The only thing that stays the same is change. And this constant is nowhere more apt than in our business communications.
Business messages that we have stood by for years can change as language, meaning and culture evolve. This process can occur slowly and imperceptibly without us even noticing. Times change as do outlooks, demographics and customers. While we may feel no different from when we were 21, everyone else has moved on.
This was amply demonstrated recently in a radio news bulletin. A health board interviewee was complaining that budgetary measures were being portrayed as cuts rather than savings. She then went on to state: “It’s wicked to say that this is a cost-cutting exercise.”
Presumably, a large proportion of the audience understood her to be critical of those alleging budget cuts.

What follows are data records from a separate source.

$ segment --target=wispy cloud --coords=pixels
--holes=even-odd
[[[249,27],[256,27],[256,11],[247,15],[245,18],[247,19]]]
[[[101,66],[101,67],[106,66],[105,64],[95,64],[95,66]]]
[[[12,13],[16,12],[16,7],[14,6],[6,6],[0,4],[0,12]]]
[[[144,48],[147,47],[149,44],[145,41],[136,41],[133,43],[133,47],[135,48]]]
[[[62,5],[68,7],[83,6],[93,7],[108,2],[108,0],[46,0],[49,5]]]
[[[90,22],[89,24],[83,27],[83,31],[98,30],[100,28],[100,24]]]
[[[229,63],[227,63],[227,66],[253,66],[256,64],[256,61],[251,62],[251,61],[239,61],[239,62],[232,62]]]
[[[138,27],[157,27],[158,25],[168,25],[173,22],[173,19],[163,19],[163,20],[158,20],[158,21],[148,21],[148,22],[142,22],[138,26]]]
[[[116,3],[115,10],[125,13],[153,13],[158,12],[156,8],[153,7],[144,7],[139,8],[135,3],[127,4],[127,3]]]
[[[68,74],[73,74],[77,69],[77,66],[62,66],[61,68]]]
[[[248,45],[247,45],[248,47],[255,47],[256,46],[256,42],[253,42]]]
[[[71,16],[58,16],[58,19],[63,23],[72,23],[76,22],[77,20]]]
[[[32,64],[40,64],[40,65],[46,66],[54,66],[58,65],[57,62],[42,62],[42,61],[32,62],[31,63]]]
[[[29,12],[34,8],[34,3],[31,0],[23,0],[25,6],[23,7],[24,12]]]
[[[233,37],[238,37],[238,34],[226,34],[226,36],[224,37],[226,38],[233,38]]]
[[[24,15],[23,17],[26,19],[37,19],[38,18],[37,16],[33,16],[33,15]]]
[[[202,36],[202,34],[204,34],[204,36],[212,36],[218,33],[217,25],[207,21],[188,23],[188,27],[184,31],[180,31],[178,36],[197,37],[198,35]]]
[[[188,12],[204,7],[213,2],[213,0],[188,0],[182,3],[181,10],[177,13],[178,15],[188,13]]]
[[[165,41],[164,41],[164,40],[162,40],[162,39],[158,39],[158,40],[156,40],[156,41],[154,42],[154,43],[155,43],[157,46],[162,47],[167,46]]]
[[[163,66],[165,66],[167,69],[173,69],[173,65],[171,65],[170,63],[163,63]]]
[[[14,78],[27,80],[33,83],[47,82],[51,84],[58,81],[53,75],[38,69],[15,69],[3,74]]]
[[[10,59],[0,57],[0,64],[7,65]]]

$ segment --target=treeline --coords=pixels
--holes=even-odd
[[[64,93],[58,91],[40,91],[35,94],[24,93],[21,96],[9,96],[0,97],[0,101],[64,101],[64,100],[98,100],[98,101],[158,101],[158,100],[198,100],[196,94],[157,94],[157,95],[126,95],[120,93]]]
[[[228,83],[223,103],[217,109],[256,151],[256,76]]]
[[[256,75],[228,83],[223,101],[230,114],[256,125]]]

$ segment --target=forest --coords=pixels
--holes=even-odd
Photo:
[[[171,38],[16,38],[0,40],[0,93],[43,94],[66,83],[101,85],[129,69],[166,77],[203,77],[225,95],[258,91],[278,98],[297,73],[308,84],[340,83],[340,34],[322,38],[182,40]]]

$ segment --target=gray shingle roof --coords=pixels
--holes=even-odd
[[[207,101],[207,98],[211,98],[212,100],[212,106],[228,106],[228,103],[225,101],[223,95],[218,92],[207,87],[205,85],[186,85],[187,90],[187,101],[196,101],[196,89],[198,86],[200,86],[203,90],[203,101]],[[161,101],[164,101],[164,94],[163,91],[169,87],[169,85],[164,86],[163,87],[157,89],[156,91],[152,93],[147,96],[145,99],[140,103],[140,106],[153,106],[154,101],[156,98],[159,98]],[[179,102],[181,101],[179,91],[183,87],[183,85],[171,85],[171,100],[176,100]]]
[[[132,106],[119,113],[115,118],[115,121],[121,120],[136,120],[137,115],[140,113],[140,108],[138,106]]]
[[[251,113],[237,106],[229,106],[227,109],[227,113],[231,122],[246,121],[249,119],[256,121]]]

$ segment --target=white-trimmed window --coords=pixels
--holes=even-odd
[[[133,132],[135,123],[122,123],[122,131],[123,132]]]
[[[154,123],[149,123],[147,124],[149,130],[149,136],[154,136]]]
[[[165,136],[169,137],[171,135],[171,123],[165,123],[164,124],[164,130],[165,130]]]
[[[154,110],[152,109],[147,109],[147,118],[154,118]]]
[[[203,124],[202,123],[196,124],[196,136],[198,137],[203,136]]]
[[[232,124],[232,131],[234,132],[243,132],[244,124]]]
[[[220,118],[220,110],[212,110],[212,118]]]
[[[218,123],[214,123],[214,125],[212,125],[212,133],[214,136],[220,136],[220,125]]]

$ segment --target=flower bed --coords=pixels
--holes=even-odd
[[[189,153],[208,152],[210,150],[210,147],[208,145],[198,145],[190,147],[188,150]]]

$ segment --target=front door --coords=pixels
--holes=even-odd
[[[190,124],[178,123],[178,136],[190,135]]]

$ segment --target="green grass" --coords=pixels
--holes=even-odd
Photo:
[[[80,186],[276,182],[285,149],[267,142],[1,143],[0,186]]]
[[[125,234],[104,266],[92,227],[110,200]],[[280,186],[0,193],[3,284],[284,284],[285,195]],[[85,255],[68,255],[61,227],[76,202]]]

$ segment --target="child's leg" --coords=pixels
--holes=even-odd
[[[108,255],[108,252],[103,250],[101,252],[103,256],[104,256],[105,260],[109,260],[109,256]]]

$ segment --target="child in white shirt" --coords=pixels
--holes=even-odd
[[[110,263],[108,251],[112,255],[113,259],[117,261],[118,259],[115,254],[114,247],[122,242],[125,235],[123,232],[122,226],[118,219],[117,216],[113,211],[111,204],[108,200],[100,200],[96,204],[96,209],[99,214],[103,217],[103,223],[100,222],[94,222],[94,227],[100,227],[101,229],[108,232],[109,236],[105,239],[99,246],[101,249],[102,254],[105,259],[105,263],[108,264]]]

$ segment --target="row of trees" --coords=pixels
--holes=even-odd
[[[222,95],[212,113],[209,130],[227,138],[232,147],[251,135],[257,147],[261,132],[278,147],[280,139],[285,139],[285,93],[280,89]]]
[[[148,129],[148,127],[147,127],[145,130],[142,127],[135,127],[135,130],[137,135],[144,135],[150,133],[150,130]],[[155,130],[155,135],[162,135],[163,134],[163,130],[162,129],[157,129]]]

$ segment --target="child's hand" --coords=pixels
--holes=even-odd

Other listeners, especially those with baggy skater-boy trousers and pimples, no doubt heard her giving those same people the thumbs-up.
It’s not just the spoken word, it’s the written word too where danger lurks. Suppose for a minute that you are writing text for your web site and happen to use the term drifter. Depending on the context of the sentence, drifter could variously be interpreted as meaning A) a member of a 1950s vocal group, B) a chocolate bar, C) a small fishing vessel using drift nets, D) a person with no permanent employment or accommodation, or E) a person who likes to put their car into a “power slide”.
But possibly the unluckiest marketing mishap occurred in the US to Ayds, a chocolate-flavoured appetite suppressant candy. It was one of the top-selling diet products in the 1960s and ’70s, but the name met problems shortly after the AIDS virus was discovered in 1980. And sometimes a bit more thought is required as these examples of poorly-considered company names show.
The meaning placed on a particular word or phrase is very much determined by the times and the reader’s age, experience, background and nationality. These factors should always be borne in mind when writing for the web. Summer in the UK, for instance, isn’t summer time in Australia. Potentially, then, it is a minefield that needs careful negotiation.
Horror stories abound. Don’t be a victim of unwanted attention, make sure your site really says what you mean.